7 ans après La chevauchée fantastique, John Ford revient au western, genre qu’il a contribué à renouveler et dont il deviendra le réalisateur le plus important. On retrouve dans de film, non pas John Wayne (ça viendra) mais Henry Fonda, avec qui il a fait de nombreux films entre-temps.
Dans La poursuite infernale,il reprend l’histoire du plus célèbre règlement de comptes de l’Ouest : celui d’OK Corral, en l’adaptant à sa sauce. S’il y a quelques incohérences au niveau des personnages, finalement peu importants, le grand changement est en rapport avec le shérif Wyatt Earp. Celui qu’on considère maintenant comme un gredin ayant massacré les assassins de son grand frère de manière peu
honorable est représenté comme un héros de l’ordre et de la justice.
Mais le film est surtout le passage de l’état sauvage à l’état civilisé. D’un côté, les plaines arides de Monument Valley, et le ranch des Clanton, de l’autre la ville qui commence à calmer ses pulsions cow-boy. L’évolution de la ville se retrouve surtout dans les scènes de la pause de la cloche suivie de celle du bal.
Les personnages représentent bien cette dualité. Les Clanton représentent la vieille époque des cow-boys qui ne pensent qu’à se battre et à régler leurs différends au pistolet, alors qu’Henry Fonda, le shérif, se promène sans armes. Entre les deux il y a ‘Doc’ Holliday, tiraillé entre la civilisation et l’état sauvage. Ainsi il récite aussi bien Shakespeare qu’il est prompte au pistolet. Ce choix est symbolisé par les deux femmes qu’il connait ou a connues : Chihuahua est la femme qu’il a trouvée à l’ouest, qui veut s’enfuir au Mexique avec lui, vivre une vie d’aventures, tandis que Clementine lui rappelle sa vie dans des villes civilisées, vie qu’il a décidé de fuir. La mort de Chihuahua, tué par les Clanton (l’état sauvage se détruit lui-même) ainsi que la proximité d’Earp va le faire changer. Essayant de reprendre ses fonctions de médecin (en réalité il était dentiste) pour sauver Chihuahua, il échoue et veut s’enfuir. Mais il s’en détourne et aidera à tuer les Clanton et mourra pour civiliser la ville. Alors Earp, gunfighter lui aussi, s’en ira, laissant la ville pure. Il laisse néanmoins entendre qu’il va revenir.

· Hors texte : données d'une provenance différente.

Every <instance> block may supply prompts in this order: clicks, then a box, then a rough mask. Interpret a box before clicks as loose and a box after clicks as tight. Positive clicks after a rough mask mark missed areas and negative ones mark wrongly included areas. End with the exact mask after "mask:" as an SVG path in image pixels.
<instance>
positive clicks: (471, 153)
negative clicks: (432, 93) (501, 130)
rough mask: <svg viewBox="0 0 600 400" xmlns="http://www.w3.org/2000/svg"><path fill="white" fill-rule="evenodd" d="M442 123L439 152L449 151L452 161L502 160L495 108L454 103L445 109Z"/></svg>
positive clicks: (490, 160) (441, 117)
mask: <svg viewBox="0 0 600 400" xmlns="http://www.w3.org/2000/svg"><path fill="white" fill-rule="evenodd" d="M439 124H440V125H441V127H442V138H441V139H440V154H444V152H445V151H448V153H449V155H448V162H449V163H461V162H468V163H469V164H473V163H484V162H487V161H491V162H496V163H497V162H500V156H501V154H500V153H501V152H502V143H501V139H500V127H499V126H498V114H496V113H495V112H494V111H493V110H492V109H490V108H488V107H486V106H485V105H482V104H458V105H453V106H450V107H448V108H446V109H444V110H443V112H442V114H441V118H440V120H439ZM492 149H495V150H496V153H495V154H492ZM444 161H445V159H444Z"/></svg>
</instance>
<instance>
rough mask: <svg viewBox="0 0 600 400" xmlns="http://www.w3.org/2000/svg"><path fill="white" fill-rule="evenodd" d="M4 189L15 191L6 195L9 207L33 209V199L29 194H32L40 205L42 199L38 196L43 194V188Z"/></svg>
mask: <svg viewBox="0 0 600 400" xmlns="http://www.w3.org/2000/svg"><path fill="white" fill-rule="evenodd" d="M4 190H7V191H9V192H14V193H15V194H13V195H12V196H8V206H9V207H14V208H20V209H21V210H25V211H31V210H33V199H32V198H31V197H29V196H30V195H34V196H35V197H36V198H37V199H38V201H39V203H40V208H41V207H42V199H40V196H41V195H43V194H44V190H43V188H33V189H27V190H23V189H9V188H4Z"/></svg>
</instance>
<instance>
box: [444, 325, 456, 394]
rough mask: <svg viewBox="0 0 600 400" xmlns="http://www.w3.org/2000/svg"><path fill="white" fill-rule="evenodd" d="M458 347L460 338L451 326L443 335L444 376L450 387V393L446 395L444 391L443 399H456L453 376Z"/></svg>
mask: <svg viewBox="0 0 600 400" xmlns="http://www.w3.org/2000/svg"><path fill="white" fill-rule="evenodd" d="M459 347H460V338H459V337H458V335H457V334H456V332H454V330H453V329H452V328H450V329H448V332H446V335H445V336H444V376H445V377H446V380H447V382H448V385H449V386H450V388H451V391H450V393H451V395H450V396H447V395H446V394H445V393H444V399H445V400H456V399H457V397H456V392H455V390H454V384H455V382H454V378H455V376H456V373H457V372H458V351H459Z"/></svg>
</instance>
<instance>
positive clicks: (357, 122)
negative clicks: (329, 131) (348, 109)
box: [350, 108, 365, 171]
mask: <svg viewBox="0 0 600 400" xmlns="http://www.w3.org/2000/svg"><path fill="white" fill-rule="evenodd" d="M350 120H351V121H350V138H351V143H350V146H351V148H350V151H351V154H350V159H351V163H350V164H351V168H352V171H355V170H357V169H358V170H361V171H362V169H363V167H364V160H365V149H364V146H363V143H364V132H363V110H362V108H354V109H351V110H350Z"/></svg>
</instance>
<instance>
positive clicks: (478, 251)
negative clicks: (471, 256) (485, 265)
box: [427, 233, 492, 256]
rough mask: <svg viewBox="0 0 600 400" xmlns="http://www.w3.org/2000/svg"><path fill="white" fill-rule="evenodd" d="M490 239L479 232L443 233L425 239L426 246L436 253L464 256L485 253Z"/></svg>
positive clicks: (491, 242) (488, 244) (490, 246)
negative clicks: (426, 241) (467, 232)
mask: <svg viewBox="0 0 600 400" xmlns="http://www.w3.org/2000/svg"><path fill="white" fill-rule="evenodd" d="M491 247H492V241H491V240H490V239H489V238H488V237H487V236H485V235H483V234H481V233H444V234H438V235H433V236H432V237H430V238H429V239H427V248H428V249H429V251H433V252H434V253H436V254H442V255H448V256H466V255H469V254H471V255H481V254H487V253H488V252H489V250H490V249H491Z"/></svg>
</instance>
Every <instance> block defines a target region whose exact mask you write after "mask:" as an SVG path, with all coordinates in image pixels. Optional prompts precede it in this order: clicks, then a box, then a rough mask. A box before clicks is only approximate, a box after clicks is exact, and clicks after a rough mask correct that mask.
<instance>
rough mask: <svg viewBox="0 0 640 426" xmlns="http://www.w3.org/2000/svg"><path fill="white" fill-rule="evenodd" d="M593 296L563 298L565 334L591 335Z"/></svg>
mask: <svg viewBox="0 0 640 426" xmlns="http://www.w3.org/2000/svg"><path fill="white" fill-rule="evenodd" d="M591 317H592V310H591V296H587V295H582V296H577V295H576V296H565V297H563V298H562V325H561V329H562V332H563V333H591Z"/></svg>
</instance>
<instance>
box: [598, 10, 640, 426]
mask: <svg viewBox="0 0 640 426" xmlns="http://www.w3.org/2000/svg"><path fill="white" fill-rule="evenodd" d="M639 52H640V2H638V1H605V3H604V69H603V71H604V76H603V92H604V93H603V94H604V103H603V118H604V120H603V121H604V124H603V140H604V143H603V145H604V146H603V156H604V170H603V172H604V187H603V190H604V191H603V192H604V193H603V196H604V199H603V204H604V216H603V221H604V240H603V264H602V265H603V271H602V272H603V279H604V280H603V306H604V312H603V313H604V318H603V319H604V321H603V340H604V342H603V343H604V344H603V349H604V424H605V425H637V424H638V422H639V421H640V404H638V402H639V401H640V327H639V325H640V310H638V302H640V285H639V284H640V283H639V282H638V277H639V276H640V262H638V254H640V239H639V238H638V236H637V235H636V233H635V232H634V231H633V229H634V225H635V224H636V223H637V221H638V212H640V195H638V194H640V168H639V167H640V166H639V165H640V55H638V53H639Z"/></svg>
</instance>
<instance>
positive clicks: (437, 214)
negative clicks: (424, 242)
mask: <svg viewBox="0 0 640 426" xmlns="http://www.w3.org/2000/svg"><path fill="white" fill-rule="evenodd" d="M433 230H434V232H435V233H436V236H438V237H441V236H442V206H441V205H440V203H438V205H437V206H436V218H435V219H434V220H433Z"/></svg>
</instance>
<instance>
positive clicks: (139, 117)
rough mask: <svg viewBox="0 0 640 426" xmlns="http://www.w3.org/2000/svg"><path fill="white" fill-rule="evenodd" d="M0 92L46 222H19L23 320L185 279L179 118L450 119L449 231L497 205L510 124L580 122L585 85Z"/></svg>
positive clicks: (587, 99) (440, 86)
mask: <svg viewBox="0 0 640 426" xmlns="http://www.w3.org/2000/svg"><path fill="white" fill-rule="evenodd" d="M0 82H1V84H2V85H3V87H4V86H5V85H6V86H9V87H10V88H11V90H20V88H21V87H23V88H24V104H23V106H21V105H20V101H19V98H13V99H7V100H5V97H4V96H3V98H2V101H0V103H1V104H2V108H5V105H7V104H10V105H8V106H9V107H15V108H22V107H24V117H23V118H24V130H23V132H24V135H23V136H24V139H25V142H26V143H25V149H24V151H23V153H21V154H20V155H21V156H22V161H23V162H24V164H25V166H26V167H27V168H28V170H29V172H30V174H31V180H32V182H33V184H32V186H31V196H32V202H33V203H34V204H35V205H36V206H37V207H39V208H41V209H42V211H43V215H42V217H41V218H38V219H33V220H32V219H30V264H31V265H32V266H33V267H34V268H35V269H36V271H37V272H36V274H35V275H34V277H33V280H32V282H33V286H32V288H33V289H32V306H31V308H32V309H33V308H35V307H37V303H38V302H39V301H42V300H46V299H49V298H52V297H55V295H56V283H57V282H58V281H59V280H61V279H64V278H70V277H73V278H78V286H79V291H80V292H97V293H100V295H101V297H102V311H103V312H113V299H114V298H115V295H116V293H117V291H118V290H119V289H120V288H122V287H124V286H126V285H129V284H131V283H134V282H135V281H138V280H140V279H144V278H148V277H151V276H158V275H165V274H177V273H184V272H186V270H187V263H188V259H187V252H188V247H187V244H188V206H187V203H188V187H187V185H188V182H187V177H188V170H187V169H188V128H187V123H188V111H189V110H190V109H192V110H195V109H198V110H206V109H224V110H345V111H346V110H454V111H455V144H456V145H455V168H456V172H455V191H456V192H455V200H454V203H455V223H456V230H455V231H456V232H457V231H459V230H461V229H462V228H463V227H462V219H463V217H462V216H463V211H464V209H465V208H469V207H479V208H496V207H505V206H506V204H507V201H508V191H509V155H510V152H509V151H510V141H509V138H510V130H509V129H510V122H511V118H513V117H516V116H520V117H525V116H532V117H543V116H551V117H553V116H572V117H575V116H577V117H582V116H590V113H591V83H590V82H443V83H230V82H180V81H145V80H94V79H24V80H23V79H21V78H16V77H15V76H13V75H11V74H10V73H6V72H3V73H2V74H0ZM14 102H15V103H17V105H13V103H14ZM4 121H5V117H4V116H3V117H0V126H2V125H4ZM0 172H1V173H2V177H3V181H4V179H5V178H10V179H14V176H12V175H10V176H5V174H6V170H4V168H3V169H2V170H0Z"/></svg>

Le film est très sombre, marqué constamment par la mort, et avec peu de scènes comiques comme dans d’autres de ses films (faute de la production, qui lui imposera le montage final). Les acteurs sont superbes, aussi bien Henry Fonda que Linda Darnell ou Cathy Downs. Mais mon préféré est Victor Mature qui joue le Doc John Holliday. La mise en scène est encore une fois brillante, peut-être l’une des meilleures mises en scènes du réalisateur. S’inspirant de l’impressionnisme allemand, Ford effectue un excellent travail sur les ombres. L’un des plus beaux plans est certainement celui de l’ouverture du duel, lorsque le soleil se lève sur la ville. L’affrontement apparaît alors comme une renaissance.